Remaining a state-controlled plan for the foreseeable future means facing increased state regulation, remaining an insurer of last resort, and having a diminished ability to service regional and national businesses because it will not be sharing a common vision, values and strategies with other BCBS plans.
How does this hurt Michigan consumers? Both competition and choice are more limited than they otherwise would be-which sends prices higher-in large part because of BCBSM's dominance in the state, which is derived largely from its P.A. 350 legal privilege. Because of its status as a de facto state agency, for example, BCBSM controls almost 100 percent of the health insurance market for public schools, either directly or indirectly through the Michigan Education Special Services Association (MESSA, a subsidiary of the state's largest school employee labor union), or directly through the market.
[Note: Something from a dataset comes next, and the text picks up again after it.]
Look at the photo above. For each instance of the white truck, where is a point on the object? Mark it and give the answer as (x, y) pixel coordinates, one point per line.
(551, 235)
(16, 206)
What should BCBS of Michigan do?
It is highly unlikely that BCBSM will act on its own to step out into a more competitive, investor-owned business model. What will more than likely have to happen is for the state legislature to repeal Public Act 350 and force Blue Cross Blue Shield of Michigan to convert to investor-owned status. Both BCBSM and Michigan's biggest labor unions will strenuously oppose such a move, since both profit from the current setup. The Rolls-Royce coverage provided by BSBSM to autoworkers, for instance, is a generously negotiated package that constitutes a non-cash payment to autoworkers. The above-market-level cost of these is foisted on consumers as higher prices and automobile stockholders as more price per share.
This sort of protected arrangement insulates BCBSM from competition, and officials at the top of such organizations enjoy a privileged status that is difficult to resist. Such leaders are hard to convince, even when the benefit to the company of throwing off government controls might outweigh the advantages of regulatory protection. The compensation and employment tenure of the current executive staff are protected by retaining the status quo.
On the other hand, if the legislature were to strip BCBSM of its government protection, BCBSM could have the same advantages that other converted plans have: access to capital, more flexibility, the ability to strategically partner with other plans. By partnering with other plans BCBSM could increase its economies of scale and compete in new markets.
Meanwhile, the market is developing in ways that may become too competitive for BCBS plans to be economically viable as non-profits. The Michigan Insurance Commissioner's 2001 audit of BCBSM, recently completed, warns of substantial cash flow problems over the next several years, and premium increases as the only possible remedy-a remedy that is also politically non-viable. While the audit confirms that BCBSM is doing fine for the moment, it also predicts an uncertain future.
It's high time for state leaders and Blue Cross and Blue Shield of Michigan to consider the private alternatives to a state-controlled virtual monopoly. They can begin now to move to an investor-owned organizational model, or they can wait until the Legislature does it for them. Either way, the result will probably mean lower premiums for all of Michigan's citizens.
Frank Webster, a health-care advisor to the Mackinac Center for Public Policy, is a health-care cost management consultant. He is a former Blue Cross and Blue Shield Executive Vice President in Columbus, Ohio, and a former Executive Director of Michigan Education Special Services Association (the largest BCBSM experience-rated group).